[PATCH] nvme: uring_cmd specific request_queue for SGLs

Mon Jun 30 07:04:47 PDT 2025

On Mon, Jun 30, 2025 at 08:00:16AM +0200, Christoph Hellwig wrote:
> On Fri, Jun 27, 2025 at 09:34:56AM -0600, Keith Busch wrote:
> > Back to this patch, I get that this uring_cmd path wouldn't be able to
> > use the more efficient coalesced mapping when the IOMMU is on, and
> > instead map each segment indiviually. I think that's still better than
> > the alternative, though.
> 
> My back on the envelope calculations (for 8 byte metadata chunks)
> suggests otherwise, but I never got around fully benchmarking it.
> If you do have a representation workload that you care about I'd love to
> see the numbers.

Metadata isn't actually the important part of this patch.

The workload just receives data from a iouring zero-copy network and
writes them out to disk using uring_cmd. The incoming data can have
various offsets, so it often sends an iovec with page gaps.
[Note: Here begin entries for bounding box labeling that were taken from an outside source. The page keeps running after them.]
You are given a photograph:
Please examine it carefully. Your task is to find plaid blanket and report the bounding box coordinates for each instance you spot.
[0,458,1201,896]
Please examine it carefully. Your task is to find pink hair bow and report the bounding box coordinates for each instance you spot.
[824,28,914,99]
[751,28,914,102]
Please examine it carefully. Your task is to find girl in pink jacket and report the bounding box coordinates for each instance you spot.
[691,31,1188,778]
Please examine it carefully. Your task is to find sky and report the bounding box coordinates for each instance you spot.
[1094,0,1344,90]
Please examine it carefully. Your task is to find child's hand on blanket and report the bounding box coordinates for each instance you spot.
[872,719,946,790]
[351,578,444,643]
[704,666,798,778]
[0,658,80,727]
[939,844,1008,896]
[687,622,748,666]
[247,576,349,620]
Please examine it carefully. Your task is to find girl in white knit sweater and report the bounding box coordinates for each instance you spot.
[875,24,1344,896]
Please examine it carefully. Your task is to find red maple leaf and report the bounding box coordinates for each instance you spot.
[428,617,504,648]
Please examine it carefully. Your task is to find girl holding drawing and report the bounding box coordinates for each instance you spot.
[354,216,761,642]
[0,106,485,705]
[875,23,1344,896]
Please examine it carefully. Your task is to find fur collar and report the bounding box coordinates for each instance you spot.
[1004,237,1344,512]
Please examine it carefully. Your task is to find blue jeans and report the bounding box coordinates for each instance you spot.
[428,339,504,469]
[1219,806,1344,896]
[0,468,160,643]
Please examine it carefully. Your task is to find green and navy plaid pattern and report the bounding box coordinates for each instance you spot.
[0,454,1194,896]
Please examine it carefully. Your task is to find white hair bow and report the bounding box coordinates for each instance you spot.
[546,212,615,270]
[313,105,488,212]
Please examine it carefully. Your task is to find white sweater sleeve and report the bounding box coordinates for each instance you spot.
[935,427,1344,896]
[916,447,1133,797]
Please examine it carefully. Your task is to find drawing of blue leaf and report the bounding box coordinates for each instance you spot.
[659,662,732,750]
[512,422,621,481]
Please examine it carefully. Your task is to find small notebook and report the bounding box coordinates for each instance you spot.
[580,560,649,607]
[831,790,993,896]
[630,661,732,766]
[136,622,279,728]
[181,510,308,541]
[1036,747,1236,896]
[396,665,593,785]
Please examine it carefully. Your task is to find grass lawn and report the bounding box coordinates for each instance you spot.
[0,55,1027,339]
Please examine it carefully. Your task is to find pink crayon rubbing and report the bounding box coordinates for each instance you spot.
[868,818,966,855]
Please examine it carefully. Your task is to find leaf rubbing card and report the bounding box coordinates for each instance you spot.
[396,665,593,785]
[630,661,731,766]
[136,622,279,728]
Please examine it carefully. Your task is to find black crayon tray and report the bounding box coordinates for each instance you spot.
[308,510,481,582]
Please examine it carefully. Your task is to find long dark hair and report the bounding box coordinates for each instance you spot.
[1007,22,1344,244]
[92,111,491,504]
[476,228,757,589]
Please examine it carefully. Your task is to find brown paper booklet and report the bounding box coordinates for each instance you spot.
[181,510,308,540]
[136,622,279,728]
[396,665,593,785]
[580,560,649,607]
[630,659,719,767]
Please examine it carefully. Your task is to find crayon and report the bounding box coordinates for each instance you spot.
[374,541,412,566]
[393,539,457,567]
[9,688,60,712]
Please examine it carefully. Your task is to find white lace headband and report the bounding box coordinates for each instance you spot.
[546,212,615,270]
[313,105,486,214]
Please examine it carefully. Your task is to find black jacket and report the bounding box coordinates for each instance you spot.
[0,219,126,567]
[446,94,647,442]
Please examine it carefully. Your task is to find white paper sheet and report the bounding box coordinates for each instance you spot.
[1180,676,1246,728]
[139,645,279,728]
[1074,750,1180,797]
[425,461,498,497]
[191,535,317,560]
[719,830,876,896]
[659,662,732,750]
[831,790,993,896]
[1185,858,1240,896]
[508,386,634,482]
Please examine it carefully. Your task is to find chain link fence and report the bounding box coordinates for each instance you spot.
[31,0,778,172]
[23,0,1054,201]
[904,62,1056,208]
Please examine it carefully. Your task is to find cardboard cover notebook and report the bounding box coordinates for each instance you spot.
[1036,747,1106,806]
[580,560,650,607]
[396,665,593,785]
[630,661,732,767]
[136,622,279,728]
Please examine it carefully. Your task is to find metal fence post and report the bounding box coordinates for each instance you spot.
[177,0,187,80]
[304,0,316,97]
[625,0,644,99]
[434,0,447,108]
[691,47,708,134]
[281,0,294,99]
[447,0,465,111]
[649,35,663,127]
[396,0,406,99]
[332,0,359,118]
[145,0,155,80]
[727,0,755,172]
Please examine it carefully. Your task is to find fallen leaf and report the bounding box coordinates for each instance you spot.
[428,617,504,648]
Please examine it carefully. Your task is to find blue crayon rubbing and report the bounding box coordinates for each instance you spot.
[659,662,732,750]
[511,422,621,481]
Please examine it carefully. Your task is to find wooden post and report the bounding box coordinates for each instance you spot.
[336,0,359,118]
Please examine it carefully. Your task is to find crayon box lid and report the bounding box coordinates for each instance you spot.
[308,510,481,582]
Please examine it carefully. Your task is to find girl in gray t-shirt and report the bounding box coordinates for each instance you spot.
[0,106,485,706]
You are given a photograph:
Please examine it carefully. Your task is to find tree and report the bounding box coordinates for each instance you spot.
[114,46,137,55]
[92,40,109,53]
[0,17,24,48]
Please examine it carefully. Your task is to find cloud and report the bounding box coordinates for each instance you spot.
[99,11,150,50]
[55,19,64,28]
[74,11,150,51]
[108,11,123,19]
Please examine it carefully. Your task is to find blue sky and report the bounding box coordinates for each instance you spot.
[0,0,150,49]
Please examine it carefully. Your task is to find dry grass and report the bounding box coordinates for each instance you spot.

Currently the kernel provides a bounce buffer when there are page gaps.
That's obviously undesirable when the hardware is capable of handling
the original vector directly.

The options to avoid the copies are either:

  a. Force the application to split each iovec into a separate command

  b. Relax the kernel's limits to match the hardware's capabilities

This patch is trying to do "b".